If files need to be run in sequence, prefix them with numbers:

0-download.R
1-preprocessing.R
2-explore.R
3-fit-model.R

In R, naming conventions for variables and function are famously muddled. They include the following:

namingconvention        # all lower case; no separator
naming.convention       # period separator
naming_convention       # underscore separator
namingConvention        # lower camel case
NamingConvention        # upper camel case

Historically, there has been no clearly preferred approach with multiple naming styles sometimes used within a single package. Bottom line, your naming convention will be driven by your preference but the ultimate goal should be consistency.

My personal preference is to use all lowercase with an underscore (_) to separate words within a name. This follows Hadley Wickham’s suggestions in his style guide. Furthermore, variable names should be nouns and function names should be verbs to help distinguish their purpose. Also, refrain from using existing names of functions (i.e. mean, sum, true).


Organization

Organization of your code is also important. There’s nothing like trying to decipher 2,000 lines of code that has no organization. The easiest way to achieve organization is to comment your code. The general commenting scheme I use is the following.
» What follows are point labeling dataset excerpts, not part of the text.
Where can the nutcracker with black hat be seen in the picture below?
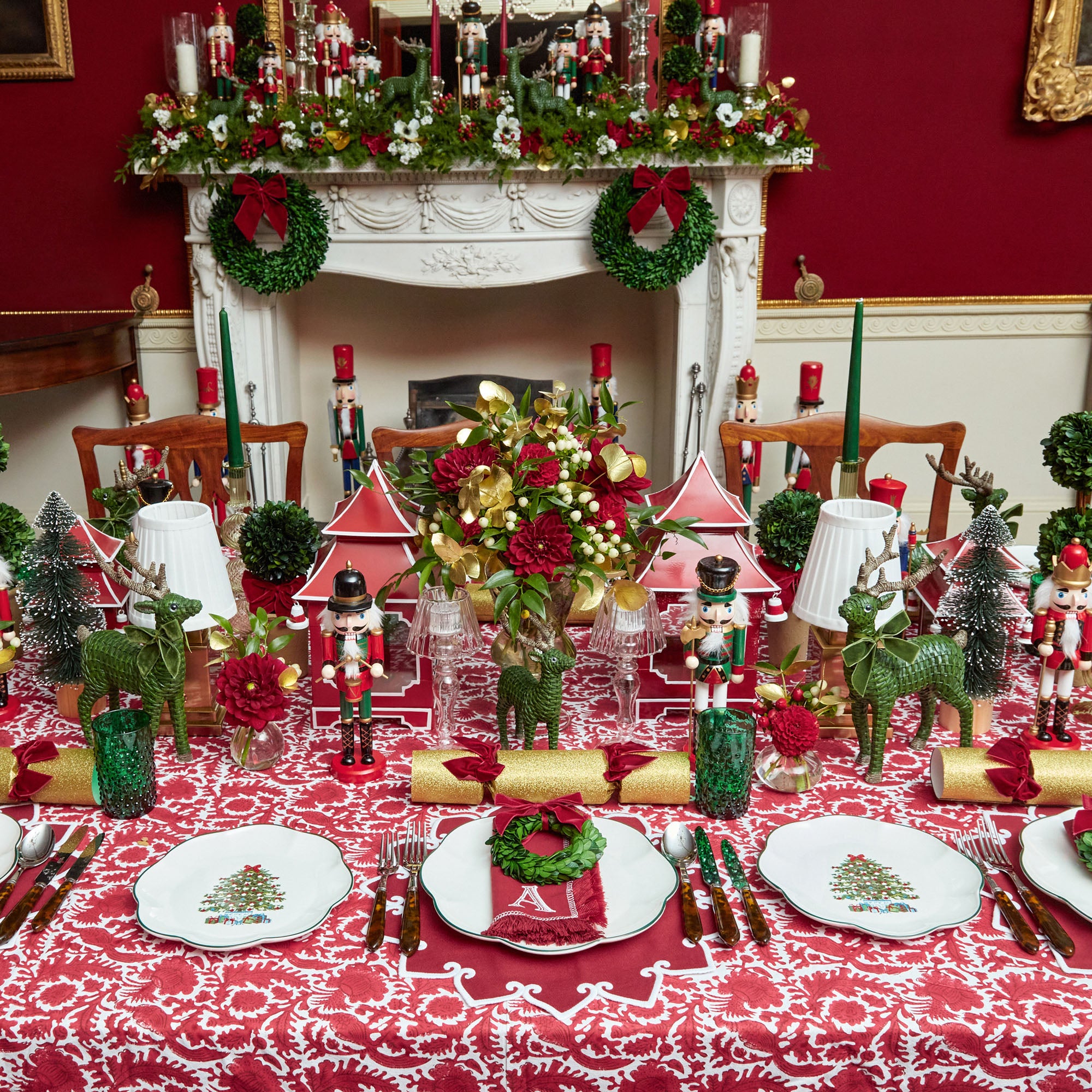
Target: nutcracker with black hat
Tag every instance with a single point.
(1062, 634)
(352, 630)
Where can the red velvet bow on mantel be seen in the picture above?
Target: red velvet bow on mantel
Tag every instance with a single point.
(664, 192)
(262, 199)
(28, 781)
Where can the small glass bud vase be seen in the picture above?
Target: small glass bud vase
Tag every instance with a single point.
(788, 774)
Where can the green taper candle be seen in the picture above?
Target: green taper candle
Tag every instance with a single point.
(851, 434)
(235, 457)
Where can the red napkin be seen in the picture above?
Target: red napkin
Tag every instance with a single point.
(572, 913)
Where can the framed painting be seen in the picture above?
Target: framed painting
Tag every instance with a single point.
(1059, 85)
(35, 43)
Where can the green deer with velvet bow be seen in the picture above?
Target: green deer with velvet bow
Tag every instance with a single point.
(882, 667)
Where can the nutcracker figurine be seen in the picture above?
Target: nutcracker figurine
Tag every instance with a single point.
(472, 53)
(1063, 636)
(594, 48)
(751, 455)
(220, 41)
(563, 62)
(717, 634)
(347, 420)
(353, 657)
(798, 465)
(714, 40)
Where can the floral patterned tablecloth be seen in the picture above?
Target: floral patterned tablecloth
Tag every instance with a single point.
(96, 1004)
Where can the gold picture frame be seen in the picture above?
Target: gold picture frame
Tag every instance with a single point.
(55, 61)
(1059, 85)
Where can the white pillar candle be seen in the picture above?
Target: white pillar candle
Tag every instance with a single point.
(186, 61)
(751, 54)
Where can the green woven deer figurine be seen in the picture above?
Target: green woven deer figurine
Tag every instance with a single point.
(535, 699)
(881, 667)
(151, 663)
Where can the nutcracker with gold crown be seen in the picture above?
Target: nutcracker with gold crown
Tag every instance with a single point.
(220, 44)
(594, 48)
(347, 420)
(798, 465)
(751, 455)
(352, 657)
(1062, 634)
(717, 633)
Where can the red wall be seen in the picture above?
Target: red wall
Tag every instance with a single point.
(935, 188)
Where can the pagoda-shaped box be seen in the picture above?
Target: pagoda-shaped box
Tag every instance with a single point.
(371, 532)
(668, 683)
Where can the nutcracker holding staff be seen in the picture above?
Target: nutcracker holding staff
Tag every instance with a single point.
(352, 658)
(1062, 634)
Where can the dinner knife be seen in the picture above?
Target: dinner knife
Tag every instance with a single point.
(10, 925)
(46, 915)
(761, 931)
(726, 920)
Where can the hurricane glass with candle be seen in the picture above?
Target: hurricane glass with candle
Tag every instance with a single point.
(444, 630)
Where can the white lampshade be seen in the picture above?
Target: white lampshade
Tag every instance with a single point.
(181, 535)
(847, 528)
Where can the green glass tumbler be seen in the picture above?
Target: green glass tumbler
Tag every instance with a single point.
(726, 763)
(125, 762)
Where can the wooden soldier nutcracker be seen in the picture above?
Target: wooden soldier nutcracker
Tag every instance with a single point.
(347, 420)
(352, 658)
(1062, 634)
(751, 455)
(594, 48)
(798, 465)
(714, 40)
(717, 634)
(563, 62)
(472, 53)
(220, 42)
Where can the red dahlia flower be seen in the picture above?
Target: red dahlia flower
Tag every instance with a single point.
(540, 545)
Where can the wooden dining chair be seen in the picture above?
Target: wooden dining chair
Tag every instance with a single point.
(821, 436)
(193, 440)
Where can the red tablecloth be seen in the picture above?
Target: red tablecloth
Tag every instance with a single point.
(96, 1004)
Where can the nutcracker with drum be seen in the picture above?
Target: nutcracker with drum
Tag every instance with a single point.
(717, 634)
(347, 420)
(1062, 633)
(352, 630)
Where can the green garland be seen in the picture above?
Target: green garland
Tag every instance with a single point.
(514, 859)
(651, 270)
(284, 270)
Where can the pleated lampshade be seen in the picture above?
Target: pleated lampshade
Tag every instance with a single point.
(182, 536)
(847, 528)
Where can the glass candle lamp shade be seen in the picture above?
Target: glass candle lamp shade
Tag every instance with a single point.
(444, 630)
(627, 634)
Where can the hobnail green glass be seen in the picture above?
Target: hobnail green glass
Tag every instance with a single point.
(726, 763)
(125, 762)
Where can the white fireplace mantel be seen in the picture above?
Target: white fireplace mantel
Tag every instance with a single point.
(467, 231)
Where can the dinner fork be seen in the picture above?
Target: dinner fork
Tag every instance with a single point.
(412, 858)
(388, 863)
(1020, 929)
(993, 851)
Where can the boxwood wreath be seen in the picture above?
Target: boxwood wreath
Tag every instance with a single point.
(651, 270)
(514, 859)
(270, 271)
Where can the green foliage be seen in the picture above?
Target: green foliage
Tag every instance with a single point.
(651, 270)
(786, 525)
(684, 18)
(278, 271)
(279, 542)
(1067, 452)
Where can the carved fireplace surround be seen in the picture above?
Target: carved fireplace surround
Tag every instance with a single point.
(465, 231)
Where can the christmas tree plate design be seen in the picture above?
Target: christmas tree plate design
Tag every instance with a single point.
(238, 888)
(637, 884)
(881, 879)
(1050, 861)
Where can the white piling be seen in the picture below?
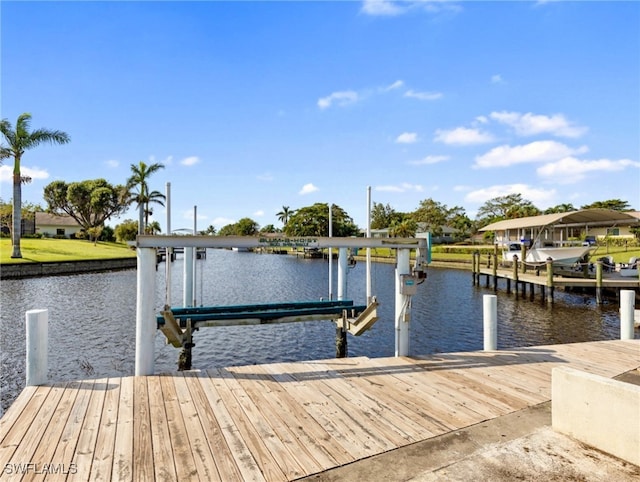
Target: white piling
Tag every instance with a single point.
(490, 317)
(342, 273)
(37, 322)
(368, 248)
(145, 313)
(168, 252)
(187, 280)
(627, 309)
(403, 315)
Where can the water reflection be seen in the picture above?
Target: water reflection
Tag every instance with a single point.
(92, 317)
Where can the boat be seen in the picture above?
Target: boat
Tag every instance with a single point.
(538, 255)
(630, 269)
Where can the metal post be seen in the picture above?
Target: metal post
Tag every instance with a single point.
(145, 315)
(37, 324)
(342, 273)
(168, 252)
(598, 282)
(330, 255)
(490, 319)
(627, 310)
(187, 295)
(403, 315)
(368, 249)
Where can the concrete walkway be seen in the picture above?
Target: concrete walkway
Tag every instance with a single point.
(519, 446)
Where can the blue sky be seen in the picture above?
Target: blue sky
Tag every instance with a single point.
(253, 106)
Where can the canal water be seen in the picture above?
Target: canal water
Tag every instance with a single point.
(92, 317)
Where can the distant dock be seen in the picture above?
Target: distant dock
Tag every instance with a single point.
(278, 422)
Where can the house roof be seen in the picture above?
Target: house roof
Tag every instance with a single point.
(585, 217)
(48, 219)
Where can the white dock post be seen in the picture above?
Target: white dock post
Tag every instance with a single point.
(342, 273)
(145, 313)
(490, 317)
(37, 322)
(168, 252)
(368, 248)
(187, 282)
(627, 310)
(403, 316)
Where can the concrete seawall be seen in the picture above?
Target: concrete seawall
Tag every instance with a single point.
(34, 270)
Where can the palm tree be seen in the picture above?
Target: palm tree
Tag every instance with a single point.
(141, 195)
(284, 215)
(18, 141)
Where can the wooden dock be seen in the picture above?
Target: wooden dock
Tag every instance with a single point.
(276, 422)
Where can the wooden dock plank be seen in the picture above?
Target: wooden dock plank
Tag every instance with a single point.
(205, 464)
(313, 435)
(183, 456)
(244, 459)
(392, 393)
(279, 421)
(86, 446)
(39, 434)
(163, 463)
(341, 429)
(282, 421)
(394, 426)
(15, 411)
(26, 417)
(331, 385)
(103, 458)
(224, 461)
(46, 450)
(123, 448)
(275, 446)
(269, 467)
(142, 449)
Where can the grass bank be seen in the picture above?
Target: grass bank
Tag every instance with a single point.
(47, 249)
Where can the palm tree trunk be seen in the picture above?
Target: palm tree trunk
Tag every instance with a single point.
(16, 233)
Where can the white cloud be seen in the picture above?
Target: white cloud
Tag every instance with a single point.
(221, 221)
(188, 214)
(6, 173)
(538, 151)
(531, 124)
(190, 161)
(342, 98)
(407, 138)
(308, 189)
(429, 160)
(396, 85)
(166, 161)
(390, 8)
(266, 177)
(570, 170)
(539, 197)
(381, 8)
(404, 187)
(462, 136)
(423, 95)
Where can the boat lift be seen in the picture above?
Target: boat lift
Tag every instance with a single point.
(178, 324)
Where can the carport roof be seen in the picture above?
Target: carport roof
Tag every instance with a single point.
(585, 217)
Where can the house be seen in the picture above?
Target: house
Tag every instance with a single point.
(52, 225)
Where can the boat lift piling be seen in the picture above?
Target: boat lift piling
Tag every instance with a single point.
(356, 321)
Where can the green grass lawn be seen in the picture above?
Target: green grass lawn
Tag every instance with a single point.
(49, 249)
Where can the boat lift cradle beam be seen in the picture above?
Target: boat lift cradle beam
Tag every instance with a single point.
(146, 245)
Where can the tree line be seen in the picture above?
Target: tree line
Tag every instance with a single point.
(92, 202)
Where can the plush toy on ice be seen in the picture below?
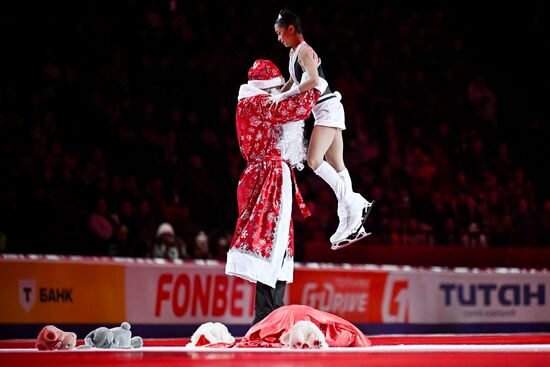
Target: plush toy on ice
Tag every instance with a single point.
(210, 333)
(52, 338)
(114, 338)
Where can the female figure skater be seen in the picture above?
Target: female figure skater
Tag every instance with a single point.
(325, 154)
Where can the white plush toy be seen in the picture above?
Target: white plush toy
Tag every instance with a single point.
(304, 335)
(210, 333)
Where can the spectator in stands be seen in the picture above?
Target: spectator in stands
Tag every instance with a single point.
(168, 245)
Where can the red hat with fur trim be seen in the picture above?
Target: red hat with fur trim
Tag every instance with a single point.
(264, 75)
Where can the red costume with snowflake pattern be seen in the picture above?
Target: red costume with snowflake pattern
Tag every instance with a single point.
(259, 194)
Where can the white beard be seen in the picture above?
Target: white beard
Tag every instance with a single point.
(214, 332)
(304, 335)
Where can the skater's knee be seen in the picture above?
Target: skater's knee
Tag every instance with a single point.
(314, 162)
(337, 164)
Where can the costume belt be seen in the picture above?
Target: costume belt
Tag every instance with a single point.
(299, 199)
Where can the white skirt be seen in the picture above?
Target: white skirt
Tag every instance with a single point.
(330, 113)
(280, 266)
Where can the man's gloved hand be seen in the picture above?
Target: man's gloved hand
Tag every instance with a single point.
(275, 99)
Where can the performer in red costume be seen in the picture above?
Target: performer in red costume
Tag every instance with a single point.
(271, 140)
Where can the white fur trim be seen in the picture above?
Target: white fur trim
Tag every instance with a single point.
(291, 144)
(266, 84)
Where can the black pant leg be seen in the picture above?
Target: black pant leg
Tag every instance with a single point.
(264, 302)
(280, 294)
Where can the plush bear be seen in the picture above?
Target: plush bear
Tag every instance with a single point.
(114, 338)
(52, 338)
(304, 335)
(210, 333)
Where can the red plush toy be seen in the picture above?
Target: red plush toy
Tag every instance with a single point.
(52, 338)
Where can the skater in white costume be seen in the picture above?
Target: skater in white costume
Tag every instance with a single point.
(325, 154)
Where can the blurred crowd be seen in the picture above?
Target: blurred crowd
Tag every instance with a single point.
(117, 125)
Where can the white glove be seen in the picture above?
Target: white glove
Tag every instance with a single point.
(289, 93)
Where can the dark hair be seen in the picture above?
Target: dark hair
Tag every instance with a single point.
(287, 18)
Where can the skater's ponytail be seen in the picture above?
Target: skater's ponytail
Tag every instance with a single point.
(287, 18)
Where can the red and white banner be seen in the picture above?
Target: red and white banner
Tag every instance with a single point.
(97, 290)
(190, 293)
I break up principal sections of my code that have a common purpose with:

#################
# Download Data #
#################
lines of code here

###################
# Preprocess Data #
###################
lines of code here

########################
# Exploratory Analysis #
########################
lines of code here

Then comments for specific lines of code can be done as follows:

code_1  # short comments can be placed to the right of code 
code_2  # blah
code_3  # blah

# or comments can be placed above a line of code
code_4

# Or extremely long lines of commentary that go beyond the suggested 80 
# characters per line can be broken up into multiple lines. Just don't forget
# to use the hash on each.
code_5


Syntax

The maximum number of characters on a single line of code should be 80 or less. If you are using RStudio you can have a margin displayed so you know when you need to break to a new line.1 This allows your code to be printed on a normal 8.5 x 11 page with a reasonably sized font. Also, when indenting your code use two spaces rather than using tabs. The only exception is if a line break occurs inside parentheses. In this case align the wrapped line with the first character inside the parenthesis:

super_long_name <- seq(ymd_hm("2015-1-1 0:00"), 
                       ymd_hm("2015-1-1 12:00"), 
                       by = "hour")

Proper spacing within your code also helps with readability. The following pulls straight from Hadley Wickham’s suggestions. Place spaces around all infix operators (=, +, -, <-, etc.). The same rule applies when using = in function calls. Always put a space after a comma, and never before.

# Good
average <- mean(feet / 12 + inches, na.rm = TRUE)

# Bad
average<-mean(feet/12+inches,na.rm=TRUE)

There’s a small exception to this rule: :, :: and ::: don’t need spaces around them.

# Good
x <- 1:10
base::get

# Bad
x <- 1 : 10
base :: get

It is important to think about style when communicating any form of language. Writing code is no exception and is especially important if your code will be read by others. Following these basic style guides will get you on the right track for writing code that can be easily communicated to others.

  1. Go to RStudio on the menu bar then Preferences > Code > Display and you can select the “show margin” option and set the margin to 80.